As Mia managed the new dynamic with everyone stuck at home, keeping them healthy and catching her children’s tears as they struggled with virtual learning, she began to think she was too old to look for a part-time job and that she was outdated. Would she even have the technology skills needed? Besides, wasn’t everyone else looking for work, too? 

She could have folded. She could have given in to circumstances and doubt.

Instead, even though she had these thoughts of not being young enough or skilled enough, she pressed through them as an act of defying that mindset. She sent out a dozen applications and went through 5 interviews.

Each time, she grew more confident, even saying to herself, that she didn’t have to have a job at all. She wanted one. 

She ended up with 3 offers, including two from the county government where she lived. 

The hardest part for her then became choosing which job she wanted to spend her time doing and what the impact of her work would be in the big picture. 

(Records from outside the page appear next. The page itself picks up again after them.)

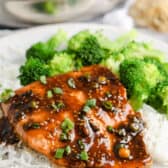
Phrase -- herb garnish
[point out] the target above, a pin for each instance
(6, 94)
(89, 104)
(71, 83)
(67, 125)
(57, 90)
(107, 105)
(43, 80)
(110, 129)
(49, 94)
(59, 153)
(84, 156)
(58, 105)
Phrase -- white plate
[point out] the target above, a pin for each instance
(13, 47)
(24, 10)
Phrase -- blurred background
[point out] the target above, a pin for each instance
(149, 16)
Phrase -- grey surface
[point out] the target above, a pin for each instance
(9, 21)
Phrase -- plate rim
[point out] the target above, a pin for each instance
(81, 26)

In the end, she chose the job that allowed her to maintain her values—doing work that enhanced the lives of as many people as possible, doing work that allowed her to continue to pursue her personal goals, and doing work that allowed her to have the time needed to be with her own family and others who needed her. 

She CHOSE.

And, being able to decide according to her values freed Mia from allowing herself to be unduly influenced by outside pressures. 

That’s what running your day or life looks like. It’s knowing your values--your worth, too--and being able to take the steps needed to follow through on the decisions you make. 

And it doesn’t mean that we won’t make mistakes or that we need to do it perfectly, but that we’re moving forward each day of our own accord with determination. 

Now, GO! Run your life to the fullest! There’s no one else who has the same exact purpose in this world as you do. Go be you! Go do you!